The importance that the instructors attached to students’ personalities may reflect the
emphasis that they placed on classroom discussions in assessing peer effects. A central premise of
class discussion is that all students can learn from the group: that the interaction of individuals with
varying backgrounds and opinions provides a richness of understanding that is not possible to
achieve individually. Thus, instructors consistently lauded peer behavior that advanced the collective
expression of ideas and denigrated behavior that impeded it.
Academic ability surely affects the content of a student’s classroom contributions: smarter
and better prepared students would be expected to have greater insight on the readings and to thus
make comments that have greater academic merit. While the contributions of these students to the
discussion may advance the class toward academically profound answers, they do not necessarily
advance the active participation of their peers in the conversation and so may not contribute to
achieving the richest and deepest collective responses to questions. Indeed, they may have quite the
opposite effect if their contributions are voiced in a superior, dismissive, belittling, or intimidating
tone.
The instructors we interviewed consistently ranked as the most effective peers the students
whose contributions to class discussions seemed to open up space for the contributions of others.
While these students were often academically very strong, we heard about many students who were
not academically outstanding but who seemed to have a strongly positive effect on their peers. A
central conclusion from our analysis of the interviews is that instructors think attitude affects the
quality of peer effects more than aptitude.
Good peer behavior
There were many peer characteristics that were mentioned by many or most of the core-
course instructors we interviewed. The most obvious (and probably universal) beneficial behavior
was simply attending and being prepared for class. In small discussion sections, absences are easily
noticed by both instructors and peers. Students who fail to participate because of inadequate
preparation also drag the class down, as do those who attempt to dominate despite being
unprepared.
15
As noted above, most of the positive peer characteristics related to students’ personalities
and their attitudes toward the course and toward academic study in general. Many of these
characteristics overlap and one would often expect to find students exhibiting one characteristic to
have others as well.
• Attendance and careful preparation for class were at or near the top of most lists. Indeed,
this positive characteristic was obvious enough that few instructors felt the need to dwell on
it.
• Maturity, leadership, and concern for the progress of the class were mentioned in various
forms by many instructors. Students who are genuinely concerned with how the class is
going and who have the personal tools to take the lead in facilitating peer interaction seem to
be priceless assets in a discussion-based classroom. Self-confident, humble, energetic,
empathetic, and cheerful were mentioned as desirable traits often seen in these students.

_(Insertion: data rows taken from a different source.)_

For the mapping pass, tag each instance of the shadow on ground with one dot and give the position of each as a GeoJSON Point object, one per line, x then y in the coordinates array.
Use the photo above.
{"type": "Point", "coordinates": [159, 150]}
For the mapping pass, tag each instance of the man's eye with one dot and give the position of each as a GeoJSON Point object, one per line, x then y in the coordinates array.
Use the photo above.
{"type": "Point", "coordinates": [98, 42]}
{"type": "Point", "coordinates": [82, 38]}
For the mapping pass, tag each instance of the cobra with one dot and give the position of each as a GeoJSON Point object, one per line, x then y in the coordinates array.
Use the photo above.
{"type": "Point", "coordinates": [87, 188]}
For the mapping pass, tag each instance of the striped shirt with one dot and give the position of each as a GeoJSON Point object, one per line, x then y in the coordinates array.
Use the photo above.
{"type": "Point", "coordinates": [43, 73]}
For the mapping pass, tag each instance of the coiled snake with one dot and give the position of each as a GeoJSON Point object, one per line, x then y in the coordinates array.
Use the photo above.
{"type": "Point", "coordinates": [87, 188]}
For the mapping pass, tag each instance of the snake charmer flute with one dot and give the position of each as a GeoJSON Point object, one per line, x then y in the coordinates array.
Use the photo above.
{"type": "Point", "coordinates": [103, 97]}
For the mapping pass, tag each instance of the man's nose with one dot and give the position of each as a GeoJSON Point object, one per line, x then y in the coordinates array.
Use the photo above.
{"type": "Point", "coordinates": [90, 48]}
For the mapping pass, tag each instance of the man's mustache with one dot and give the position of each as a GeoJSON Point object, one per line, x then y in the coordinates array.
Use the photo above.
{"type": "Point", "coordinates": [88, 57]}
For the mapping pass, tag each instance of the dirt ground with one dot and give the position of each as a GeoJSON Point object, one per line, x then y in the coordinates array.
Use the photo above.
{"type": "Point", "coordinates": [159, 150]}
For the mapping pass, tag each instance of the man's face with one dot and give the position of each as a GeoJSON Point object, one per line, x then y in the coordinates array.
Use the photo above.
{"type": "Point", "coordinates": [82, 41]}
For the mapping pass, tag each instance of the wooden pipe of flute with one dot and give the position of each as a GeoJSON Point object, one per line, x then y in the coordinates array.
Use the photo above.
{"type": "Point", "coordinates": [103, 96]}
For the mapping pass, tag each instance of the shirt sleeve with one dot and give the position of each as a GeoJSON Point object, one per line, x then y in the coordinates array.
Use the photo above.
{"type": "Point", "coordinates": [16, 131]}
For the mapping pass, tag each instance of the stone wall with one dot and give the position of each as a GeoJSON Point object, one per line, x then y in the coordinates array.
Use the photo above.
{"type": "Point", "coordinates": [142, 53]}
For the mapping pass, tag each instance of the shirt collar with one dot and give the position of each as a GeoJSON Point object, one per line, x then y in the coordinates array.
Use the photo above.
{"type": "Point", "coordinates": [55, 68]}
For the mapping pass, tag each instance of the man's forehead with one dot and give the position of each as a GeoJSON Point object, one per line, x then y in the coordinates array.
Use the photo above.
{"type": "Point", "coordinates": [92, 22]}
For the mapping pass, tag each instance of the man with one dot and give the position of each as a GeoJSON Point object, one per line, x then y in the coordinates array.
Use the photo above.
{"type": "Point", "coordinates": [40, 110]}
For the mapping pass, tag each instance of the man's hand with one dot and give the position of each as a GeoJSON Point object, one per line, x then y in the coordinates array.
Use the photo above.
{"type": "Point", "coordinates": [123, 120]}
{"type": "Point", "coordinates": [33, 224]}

• General intellectual curiosity was almost universally listed as a desirable peer characteristic.
Students who like to think about abstract questions and learn for learning’s sake tend to
bring a positive influence to class discussions. They are good role models for others who are
less convinced of the merits of the intellectual enterprise. Several interviewees used the term
“playfulness” with ideas to describe beneficial peer behavior.
• Respect for the opinions of other students was another near-universally mentioned
characteristic. Students who believe that their peers’ insights are valuable usually listen to
them carefully and respond thoughtfully and in a way that invites further comment. This
kind of participation leads to improved class dynamics. One instructor noted that students
feel like they are taken seriously when one of their peers (or the instructor) subsequently
refers to or builds on their comments, even if they end up disagreeing. Such behavior
validates the student’s contribution to the discussion and encourages further participation.
• Demonstrated enthusiasm for the core course and its subject matter was often described as
important. Even students with general intellectual curiosity are not necessarily excited about
the subjects that dominate the reading lists of core courses. Science majors, in particular,
were sometimes identified as (at least initially) uninterested in the humanistic core fields.
Excitement about the subject makes good peers in at least two ways: (1) such students are
very likely to come to class well prepared and (2) they may convey their enthusiasm to
others. Some instructors perceived the pervasive local attitude toward the core course to be
quite negative; these instructors were likely to view enthusiasm for core as a positive
16
characteristic. (The degree to which instructors were concerned about the prevalent student
attitude toward the core course varied considerably across schools.)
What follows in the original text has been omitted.